Once you have the key, replace it in the downloadDatasets.py
file in the apiKey
value.
datasetDownload = "papers"
python downloadDatasets.py
datasetDownload = "abstracts"
python downloadDatasets.py
The Datasets will be downloaded in the form of 30 .jsonl files in the mentioned output folder
The 3 datasets Abstracts, Papers, Citations can be preprocessed using the scripts in code/dataProc/*.py
.
This will combine the relevant data from the 30 jsonl
files into 1 single .csv
file.
Once all the Datasets are created, you can run the causal cite code by replacing the path variables.

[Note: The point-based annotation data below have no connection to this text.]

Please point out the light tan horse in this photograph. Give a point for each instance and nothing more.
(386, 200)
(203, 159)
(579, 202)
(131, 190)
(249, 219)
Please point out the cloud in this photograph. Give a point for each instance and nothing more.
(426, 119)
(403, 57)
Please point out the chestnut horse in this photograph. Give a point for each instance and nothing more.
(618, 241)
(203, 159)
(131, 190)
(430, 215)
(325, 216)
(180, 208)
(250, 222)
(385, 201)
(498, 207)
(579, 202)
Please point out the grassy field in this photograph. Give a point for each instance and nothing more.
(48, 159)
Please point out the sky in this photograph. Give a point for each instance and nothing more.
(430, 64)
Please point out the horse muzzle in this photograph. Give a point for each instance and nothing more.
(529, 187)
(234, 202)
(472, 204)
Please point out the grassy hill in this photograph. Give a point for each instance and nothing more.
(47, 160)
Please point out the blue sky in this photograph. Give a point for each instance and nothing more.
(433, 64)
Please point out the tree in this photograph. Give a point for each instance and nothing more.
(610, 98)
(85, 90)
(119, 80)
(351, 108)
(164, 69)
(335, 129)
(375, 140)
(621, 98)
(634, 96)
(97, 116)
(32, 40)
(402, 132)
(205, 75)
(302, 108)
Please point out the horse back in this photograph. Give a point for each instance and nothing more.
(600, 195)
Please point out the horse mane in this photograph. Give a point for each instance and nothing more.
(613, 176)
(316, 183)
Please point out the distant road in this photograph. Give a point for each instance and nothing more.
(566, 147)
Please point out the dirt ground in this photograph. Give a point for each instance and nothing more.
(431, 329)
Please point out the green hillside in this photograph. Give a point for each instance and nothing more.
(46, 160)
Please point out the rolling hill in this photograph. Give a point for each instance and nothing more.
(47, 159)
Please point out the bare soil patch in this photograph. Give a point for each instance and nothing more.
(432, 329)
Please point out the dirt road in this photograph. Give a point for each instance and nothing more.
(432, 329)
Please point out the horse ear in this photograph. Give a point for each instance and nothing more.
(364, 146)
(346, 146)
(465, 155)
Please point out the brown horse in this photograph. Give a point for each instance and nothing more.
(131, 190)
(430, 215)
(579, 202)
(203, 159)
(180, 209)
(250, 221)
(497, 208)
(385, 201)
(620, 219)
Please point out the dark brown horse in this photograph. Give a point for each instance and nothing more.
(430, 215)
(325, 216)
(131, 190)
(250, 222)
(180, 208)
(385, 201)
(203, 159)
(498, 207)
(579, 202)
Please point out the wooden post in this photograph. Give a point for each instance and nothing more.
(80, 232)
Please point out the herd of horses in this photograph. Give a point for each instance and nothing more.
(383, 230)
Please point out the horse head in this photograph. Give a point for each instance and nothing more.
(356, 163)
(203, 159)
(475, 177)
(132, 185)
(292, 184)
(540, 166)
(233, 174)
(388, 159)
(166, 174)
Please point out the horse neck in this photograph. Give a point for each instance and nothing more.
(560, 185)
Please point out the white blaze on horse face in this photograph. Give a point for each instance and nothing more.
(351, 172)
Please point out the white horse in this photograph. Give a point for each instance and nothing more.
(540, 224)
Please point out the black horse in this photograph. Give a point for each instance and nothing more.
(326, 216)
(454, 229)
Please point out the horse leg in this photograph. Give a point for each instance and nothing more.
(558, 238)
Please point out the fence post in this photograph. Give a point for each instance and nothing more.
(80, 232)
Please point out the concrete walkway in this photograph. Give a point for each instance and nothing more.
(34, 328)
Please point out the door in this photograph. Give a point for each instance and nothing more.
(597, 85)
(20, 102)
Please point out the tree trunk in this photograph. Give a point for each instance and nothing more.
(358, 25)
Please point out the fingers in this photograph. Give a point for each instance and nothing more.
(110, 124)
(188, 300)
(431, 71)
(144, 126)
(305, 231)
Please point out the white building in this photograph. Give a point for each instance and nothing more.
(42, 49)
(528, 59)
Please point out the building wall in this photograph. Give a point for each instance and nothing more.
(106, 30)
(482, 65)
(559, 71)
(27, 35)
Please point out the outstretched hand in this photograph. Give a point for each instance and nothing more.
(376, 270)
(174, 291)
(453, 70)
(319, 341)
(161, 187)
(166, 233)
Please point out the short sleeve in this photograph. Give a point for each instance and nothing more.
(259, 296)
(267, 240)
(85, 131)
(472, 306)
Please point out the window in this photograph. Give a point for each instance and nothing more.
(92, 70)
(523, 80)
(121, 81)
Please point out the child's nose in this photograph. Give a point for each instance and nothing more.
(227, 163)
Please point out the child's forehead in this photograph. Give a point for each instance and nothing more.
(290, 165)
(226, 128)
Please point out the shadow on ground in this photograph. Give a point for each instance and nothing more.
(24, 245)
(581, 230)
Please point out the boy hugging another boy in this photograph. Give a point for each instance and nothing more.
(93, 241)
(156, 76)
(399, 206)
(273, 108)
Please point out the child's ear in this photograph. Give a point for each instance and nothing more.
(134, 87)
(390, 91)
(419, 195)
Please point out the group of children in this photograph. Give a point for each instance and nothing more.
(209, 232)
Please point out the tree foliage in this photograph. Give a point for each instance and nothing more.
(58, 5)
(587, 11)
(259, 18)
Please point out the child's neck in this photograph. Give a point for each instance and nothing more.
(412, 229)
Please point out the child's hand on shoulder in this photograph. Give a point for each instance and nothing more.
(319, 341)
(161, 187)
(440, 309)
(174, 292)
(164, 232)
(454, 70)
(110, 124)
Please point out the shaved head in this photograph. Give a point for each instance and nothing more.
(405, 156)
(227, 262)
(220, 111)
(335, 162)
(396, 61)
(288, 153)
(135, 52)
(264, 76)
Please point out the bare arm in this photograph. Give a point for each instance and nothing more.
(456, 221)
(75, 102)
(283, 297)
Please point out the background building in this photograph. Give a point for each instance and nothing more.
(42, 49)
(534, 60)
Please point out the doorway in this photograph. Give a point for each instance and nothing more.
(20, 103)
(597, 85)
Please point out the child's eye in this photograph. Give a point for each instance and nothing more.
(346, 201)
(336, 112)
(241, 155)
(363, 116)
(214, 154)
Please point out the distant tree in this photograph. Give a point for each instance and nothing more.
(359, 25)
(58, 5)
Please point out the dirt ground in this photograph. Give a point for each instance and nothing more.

python code/getCIIdata.py --model_path /path/to/specter2 --citationData_path /path/to/fullCitationDataset.parquet.gzip --paperData_path /path/to/fullpapersdata.parquet.gzip --bm25Path /path/to/bm25_data --output_path /path/to/output --CandidatePool_path /path/to/candidate_pool --paperAid 3303339
The output will be created as a folder named as PaperA's ID and it will contain all of its sampled Citation Paper Bs files. These can be used to calculate the TCI.